RE: Exemptions and Exceptions.? from TOUBIANA, VINCENT (VINCENT) on 2012-01-30 (public-tracking@w3.org from January 2012)

From: TOUBIANA, VINCENT (VINCENT) <Vincent.Toubiana@alcatel-lucent.com>
Date: Mon, 30 Jan 2012 17:46:30 +0100
To: David Singer <singer@apple.com>, "public-tracking@w3.org (public-tracking@w3.org)" <public-tracking@w3.org>
Message-ID: <4D30AC7C2C82C64580A0E798A171B44448894350A8@FRMRSSXCHMBSD1.dc-m.alcatel-lucent.c>

In my understanding, exemptions are authorized uses of the data that a website collected when receiving DNT:1. This is a limited set of uses, which currently include Frequency Capping, Financial Logging, 3rd party auditing, Security (this list is still discussed: http://www.w3.org/2011/tracking-protection/drafts/tracking-compliance.html#TypesofTrackingExemptions).

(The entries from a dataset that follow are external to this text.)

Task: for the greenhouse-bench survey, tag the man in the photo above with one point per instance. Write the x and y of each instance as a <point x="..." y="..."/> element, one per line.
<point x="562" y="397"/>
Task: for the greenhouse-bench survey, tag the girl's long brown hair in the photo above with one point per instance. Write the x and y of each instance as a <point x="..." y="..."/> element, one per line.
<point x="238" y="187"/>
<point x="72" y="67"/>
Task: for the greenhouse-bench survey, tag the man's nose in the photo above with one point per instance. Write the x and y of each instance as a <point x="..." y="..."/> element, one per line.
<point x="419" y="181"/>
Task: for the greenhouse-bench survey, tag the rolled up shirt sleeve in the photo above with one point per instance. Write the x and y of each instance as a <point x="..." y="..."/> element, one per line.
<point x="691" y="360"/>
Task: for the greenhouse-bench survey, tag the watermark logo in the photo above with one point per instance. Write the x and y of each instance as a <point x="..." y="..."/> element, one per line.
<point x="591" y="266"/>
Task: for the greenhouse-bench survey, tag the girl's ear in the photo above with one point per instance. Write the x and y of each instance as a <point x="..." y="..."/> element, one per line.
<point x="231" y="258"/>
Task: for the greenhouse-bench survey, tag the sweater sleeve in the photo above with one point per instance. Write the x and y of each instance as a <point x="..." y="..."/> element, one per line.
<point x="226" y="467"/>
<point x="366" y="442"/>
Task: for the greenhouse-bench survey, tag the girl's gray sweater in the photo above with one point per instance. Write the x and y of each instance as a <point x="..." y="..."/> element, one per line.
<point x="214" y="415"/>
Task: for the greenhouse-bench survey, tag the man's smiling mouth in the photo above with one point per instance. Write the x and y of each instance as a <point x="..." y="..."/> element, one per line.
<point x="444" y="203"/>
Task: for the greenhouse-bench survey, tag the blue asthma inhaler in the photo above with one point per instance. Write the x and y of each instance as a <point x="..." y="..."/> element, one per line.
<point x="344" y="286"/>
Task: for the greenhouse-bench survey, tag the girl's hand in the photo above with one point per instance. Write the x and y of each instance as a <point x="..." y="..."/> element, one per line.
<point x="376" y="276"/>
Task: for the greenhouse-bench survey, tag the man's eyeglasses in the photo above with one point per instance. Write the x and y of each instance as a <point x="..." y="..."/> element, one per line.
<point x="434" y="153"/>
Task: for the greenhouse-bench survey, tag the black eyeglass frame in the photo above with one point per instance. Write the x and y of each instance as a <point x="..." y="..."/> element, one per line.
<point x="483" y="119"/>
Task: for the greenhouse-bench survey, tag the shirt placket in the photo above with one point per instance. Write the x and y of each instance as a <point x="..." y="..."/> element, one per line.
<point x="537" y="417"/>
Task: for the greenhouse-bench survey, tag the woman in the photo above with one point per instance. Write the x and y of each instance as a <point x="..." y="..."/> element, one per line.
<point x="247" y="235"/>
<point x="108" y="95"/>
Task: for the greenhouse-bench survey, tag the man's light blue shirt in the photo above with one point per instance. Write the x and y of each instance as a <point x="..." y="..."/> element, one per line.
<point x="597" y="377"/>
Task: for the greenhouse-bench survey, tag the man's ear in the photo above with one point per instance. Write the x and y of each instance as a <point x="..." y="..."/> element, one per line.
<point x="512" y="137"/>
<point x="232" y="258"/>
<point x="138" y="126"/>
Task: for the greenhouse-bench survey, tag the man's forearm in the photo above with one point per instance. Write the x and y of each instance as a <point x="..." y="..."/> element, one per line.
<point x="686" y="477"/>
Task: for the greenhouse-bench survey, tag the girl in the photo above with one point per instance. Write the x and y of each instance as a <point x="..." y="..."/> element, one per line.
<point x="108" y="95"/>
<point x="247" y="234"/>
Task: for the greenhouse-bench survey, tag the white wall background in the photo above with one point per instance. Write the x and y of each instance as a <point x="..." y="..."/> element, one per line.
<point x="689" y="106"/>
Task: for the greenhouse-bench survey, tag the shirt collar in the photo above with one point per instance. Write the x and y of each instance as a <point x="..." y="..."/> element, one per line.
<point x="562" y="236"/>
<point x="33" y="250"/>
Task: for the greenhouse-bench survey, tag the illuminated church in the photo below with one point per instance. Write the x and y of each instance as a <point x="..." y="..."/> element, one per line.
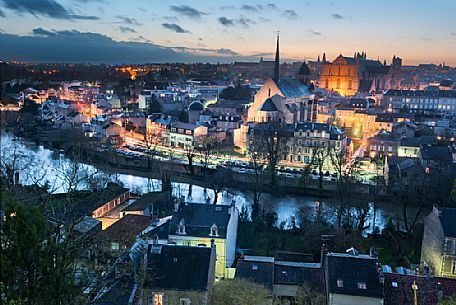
<point x="284" y="100"/>
<point x="351" y="75"/>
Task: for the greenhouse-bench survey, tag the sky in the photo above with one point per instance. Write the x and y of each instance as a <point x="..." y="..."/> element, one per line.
<point x="137" y="31"/>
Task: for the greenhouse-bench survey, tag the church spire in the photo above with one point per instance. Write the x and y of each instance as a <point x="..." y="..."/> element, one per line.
<point x="277" y="61"/>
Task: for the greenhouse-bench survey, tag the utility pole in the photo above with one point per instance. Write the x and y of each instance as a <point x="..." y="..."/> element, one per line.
<point x="415" y="288"/>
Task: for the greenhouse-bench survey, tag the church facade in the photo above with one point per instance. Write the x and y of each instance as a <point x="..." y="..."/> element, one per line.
<point x="351" y="75"/>
<point x="284" y="100"/>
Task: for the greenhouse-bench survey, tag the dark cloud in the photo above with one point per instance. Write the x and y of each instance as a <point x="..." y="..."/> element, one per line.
<point x="174" y="27"/>
<point x="221" y="51"/>
<point x="243" y="21"/>
<point x="314" y="33"/>
<point x="126" y="29"/>
<point x="42" y="32"/>
<point x="46" y="8"/>
<point x="226" y="21"/>
<point x="65" y="46"/>
<point x="290" y="14"/>
<point x="128" y="20"/>
<point x="249" y="8"/>
<point x="171" y="18"/>
<point x="187" y="11"/>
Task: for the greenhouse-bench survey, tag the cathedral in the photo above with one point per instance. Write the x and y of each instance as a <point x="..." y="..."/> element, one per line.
<point x="351" y="75"/>
<point x="284" y="100"/>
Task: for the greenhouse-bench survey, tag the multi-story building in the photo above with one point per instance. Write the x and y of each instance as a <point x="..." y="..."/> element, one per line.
<point x="383" y="144"/>
<point x="438" y="252"/>
<point x="353" y="279"/>
<point x="422" y="101"/>
<point x="185" y="135"/>
<point x="302" y="143"/>
<point x="350" y="75"/>
<point x="203" y="224"/>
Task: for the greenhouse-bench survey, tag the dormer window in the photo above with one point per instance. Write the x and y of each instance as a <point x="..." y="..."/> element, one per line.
<point x="214" y="230"/>
<point x="181" y="227"/>
<point x="340" y="283"/>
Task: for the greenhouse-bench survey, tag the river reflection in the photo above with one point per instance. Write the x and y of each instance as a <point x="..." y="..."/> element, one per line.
<point x="42" y="165"/>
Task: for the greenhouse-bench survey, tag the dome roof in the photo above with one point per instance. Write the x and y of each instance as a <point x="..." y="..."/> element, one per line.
<point x="268" y="105"/>
<point x="304" y="69"/>
<point x="197" y="106"/>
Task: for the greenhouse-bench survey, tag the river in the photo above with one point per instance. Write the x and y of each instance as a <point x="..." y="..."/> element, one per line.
<point x="37" y="164"/>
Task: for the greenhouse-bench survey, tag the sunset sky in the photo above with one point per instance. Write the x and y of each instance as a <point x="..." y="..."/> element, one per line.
<point x="417" y="31"/>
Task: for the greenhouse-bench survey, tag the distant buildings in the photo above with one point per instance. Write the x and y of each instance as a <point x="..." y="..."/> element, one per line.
<point x="204" y="224"/>
<point x="353" y="279"/>
<point x="427" y="102"/>
<point x="350" y="75"/>
<point x="438" y="252"/>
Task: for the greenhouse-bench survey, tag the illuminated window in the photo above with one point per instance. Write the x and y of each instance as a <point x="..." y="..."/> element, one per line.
<point x="185" y="301"/>
<point x="155" y="299"/>
<point x="362" y="285"/>
<point x="214" y="230"/>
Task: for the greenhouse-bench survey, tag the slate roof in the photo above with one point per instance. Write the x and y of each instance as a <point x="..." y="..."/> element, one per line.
<point x="353" y="269"/>
<point x="292" y="88"/>
<point x="421" y="93"/>
<point x="117" y="293"/>
<point x="448" y="221"/>
<point x="436" y="153"/>
<point x="411" y="142"/>
<point x="179" y="267"/>
<point x="304" y="69"/>
<point x="268" y="105"/>
<point x="199" y="217"/>
<point x="289" y="274"/>
<point x="365" y="85"/>
<point x="260" y="272"/>
<point x="147" y="200"/>
<point x="126" y="229"/>
<point x="197" y="106"/>
<point x="183" y="125"/>
<point x="426" y="293"/>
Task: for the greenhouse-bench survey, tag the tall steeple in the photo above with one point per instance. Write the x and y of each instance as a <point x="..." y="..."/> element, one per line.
<point x="277" y="61"/>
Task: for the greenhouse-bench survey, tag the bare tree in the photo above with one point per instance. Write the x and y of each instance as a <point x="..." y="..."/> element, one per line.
<point x="270" y="140"/>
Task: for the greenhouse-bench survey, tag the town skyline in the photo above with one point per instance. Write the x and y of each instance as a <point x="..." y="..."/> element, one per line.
<point x="192" y="31"/>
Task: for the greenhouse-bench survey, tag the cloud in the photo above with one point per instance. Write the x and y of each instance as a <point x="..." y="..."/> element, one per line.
<point x="65" y="46"/>
<point x="243" y="21"/>
<point x="171" y="18"/>
<point x="226" y="22"/>
<point x="126" y="29"/>
<point x="174" y="27"/>
<point x="249" y="8"/>
<point x="187" y="11"/>
<point x="128" y="20"/>
<point x="290" y="14"/>
<point x="222" y="51"/>
<point x="42" y="32"/>
<point x="314" y="33"/>
<point x="46" y="8"/>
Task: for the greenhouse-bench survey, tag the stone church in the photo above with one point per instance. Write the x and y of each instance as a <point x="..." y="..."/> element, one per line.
<point x="286" y="100"/>
<point x="351" y="75"/>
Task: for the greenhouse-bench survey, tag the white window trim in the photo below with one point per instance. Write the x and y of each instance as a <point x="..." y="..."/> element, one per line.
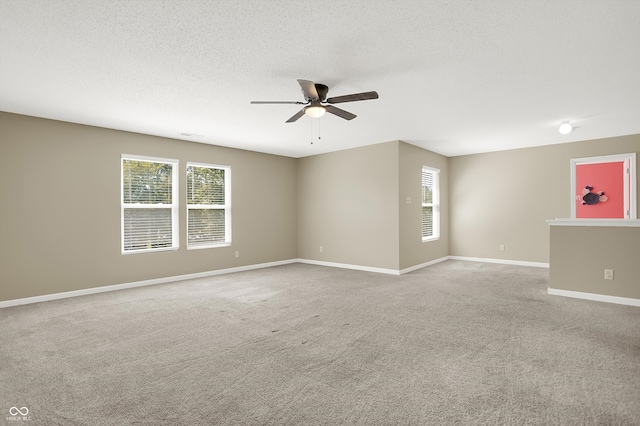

These exemptions apply to all websites compliant with DNT.

An exception is granted by a user to a website (or a domain) and allows the website to track the user. There are two types of exceptions:

- user-agent managed exceptions. The UA sends DNT:0 to a website which is granted an exception, receiving DNT:0 the website can track him.

- sever managed exceptions. The server receives DNT:1 but thinks that it has been granted an exception (e.g. it recognizes the cookie). In that case, the server should return the response header "third-part-opt" (=p).


I hope that it'll help.

Vincent Toubiana
 
-----Message d'origine-----
De : David Singer [mailto:singer@apple.com] 
Envoyé : lundi 30 janvier 2012 16:19
À : public-tracking@w3.org (public-tracking@w3.org)
Objet : Exemptions and Exceptions.?

This was raised briefly in conversation in Brussels.

Our documents and discussions use both words (Exemptions and Exceptions).  I think Aleecia has a clear idea of their difference, but I know we don't all share that clarity because I, at least, do not :-).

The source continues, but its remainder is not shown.